Mass protests which lasted for months in Iran last year galvanized Iranians at home and abroad, in a way not seen since the 1979 revolution. That unity must be maintained as political capital for the next time Iranians challenge the Islamic Republic.

A woman waves the Iranian flag sitting on a trafifc light.

A woman waves the Iranian flag sitting on a trafifc light during a march in Paris to denounce the Islamic regime in Iran, December 11, 2022.

Remon Haazen via ZUMA
Yusef Mosaddeqi


From the 1979 revolution that brought Iran's Shia clerics to power, to the mass protests of late 2022, Iranians came to accept the idea of an intrinsic divide between those living in post-revolutionary Iran, and those who fled or have simply left during the decades since.

The regime's own propaganda eagerly fueled visions of a hostile, if worthless, population living abroad: supposedly without roots or identity, 'Westoxicated,' to cite one of the regime's cherished terms, selfish, superficial and above all, oblivious to the realities of life in Iran.

Many inside Iran must have absorbed the negative narrative on expatriates, or kharejneshinan, given the regime's relentless hate-mongering, and judging by the resentful treatment Iranians visiting from abroad have sometimes received. Many will have been chided for abandoning their country or "knowing nothing" of the struggles of those who have lived out decades of their lives in a homeland that has become stifling. Others may have been accused of visiting Iran for cheaper medical treatments, or to relive the good old days for a few weeks, before returning to better lives abroad.

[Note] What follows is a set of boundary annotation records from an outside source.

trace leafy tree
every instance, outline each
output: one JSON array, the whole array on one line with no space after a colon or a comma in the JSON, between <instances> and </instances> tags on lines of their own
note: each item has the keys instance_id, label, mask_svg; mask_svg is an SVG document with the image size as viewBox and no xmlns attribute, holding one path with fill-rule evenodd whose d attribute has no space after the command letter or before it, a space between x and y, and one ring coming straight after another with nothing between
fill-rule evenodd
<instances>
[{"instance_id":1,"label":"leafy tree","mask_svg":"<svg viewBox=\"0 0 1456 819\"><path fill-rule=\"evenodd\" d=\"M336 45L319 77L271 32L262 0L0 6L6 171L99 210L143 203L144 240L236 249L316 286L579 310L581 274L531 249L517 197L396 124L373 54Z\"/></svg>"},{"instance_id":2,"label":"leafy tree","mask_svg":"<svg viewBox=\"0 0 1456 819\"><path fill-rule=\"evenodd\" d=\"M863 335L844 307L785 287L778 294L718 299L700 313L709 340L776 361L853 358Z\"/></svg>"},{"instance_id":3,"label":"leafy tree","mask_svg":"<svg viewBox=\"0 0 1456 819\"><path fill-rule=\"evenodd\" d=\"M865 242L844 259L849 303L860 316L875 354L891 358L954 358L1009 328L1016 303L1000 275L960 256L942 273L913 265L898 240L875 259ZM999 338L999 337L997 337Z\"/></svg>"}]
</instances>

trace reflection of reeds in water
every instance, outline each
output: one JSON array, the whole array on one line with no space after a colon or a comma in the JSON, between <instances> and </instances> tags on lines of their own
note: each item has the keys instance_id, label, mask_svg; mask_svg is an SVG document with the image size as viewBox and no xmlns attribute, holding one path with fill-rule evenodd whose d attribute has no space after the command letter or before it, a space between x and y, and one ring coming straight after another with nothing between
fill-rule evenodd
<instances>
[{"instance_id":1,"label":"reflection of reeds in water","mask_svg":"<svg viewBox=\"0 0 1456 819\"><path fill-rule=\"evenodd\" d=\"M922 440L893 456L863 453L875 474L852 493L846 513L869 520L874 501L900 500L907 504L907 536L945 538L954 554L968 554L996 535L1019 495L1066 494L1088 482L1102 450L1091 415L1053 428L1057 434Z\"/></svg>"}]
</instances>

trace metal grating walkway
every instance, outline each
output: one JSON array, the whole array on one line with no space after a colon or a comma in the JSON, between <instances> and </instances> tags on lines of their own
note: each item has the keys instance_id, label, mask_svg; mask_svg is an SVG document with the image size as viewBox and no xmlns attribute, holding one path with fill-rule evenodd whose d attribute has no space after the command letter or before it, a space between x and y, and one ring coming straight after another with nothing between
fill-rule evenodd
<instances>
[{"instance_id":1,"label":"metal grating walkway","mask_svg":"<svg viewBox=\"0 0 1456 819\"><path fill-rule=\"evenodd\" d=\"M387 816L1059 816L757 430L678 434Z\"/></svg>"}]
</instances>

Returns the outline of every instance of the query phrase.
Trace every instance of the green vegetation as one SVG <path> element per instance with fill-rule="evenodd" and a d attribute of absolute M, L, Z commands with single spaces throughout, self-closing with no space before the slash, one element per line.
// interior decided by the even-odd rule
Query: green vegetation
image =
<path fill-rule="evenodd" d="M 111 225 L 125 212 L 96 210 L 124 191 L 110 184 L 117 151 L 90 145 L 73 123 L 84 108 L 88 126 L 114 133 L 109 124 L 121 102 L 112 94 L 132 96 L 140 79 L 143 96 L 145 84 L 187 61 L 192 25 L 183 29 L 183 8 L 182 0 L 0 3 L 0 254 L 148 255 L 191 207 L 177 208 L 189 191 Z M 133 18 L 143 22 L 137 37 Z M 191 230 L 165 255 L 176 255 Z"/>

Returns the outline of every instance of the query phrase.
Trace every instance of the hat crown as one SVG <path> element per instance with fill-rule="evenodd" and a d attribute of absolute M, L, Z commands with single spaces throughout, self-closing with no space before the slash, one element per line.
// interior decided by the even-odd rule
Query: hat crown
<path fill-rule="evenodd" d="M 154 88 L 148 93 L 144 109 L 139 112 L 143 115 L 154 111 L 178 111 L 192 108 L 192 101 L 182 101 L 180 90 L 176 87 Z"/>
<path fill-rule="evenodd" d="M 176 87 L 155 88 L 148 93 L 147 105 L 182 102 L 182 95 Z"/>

Yet who is to blame for the fact that, over the past 40 years, 10% of the country's population have become exiles or emigrants? It would be hard these days to find a family in Iran without a relative living abroad (and that includes the regime's own partisans). The reproaches thrown first at emigrants were grist to the mill of a regime that has cynically divided Iranians on other bases: class, gender, ethnicity, religion or loyalty to its leaders. Fanning resentment all around, the regime likely contributed to expatriates' equally distorted view of Iranians inside the country: they lived off 'wheeling and dealing,' were greedy, needy, superstitious, lazy, envious and in their own way, 'collaborating' to keep the status quo.

But the protests of 2022 broke this artificial divide.

Shocking the regime

The very first reports of a Kurdish girl's killing in police custody in September seemed to revive the scars and seething resentment of every Iranian who had left. Across the globe, there were dispersed but simultaneous gatherings backing the protests inside Iran. This was unprecedented in Iran's modern history, and shocked the regime.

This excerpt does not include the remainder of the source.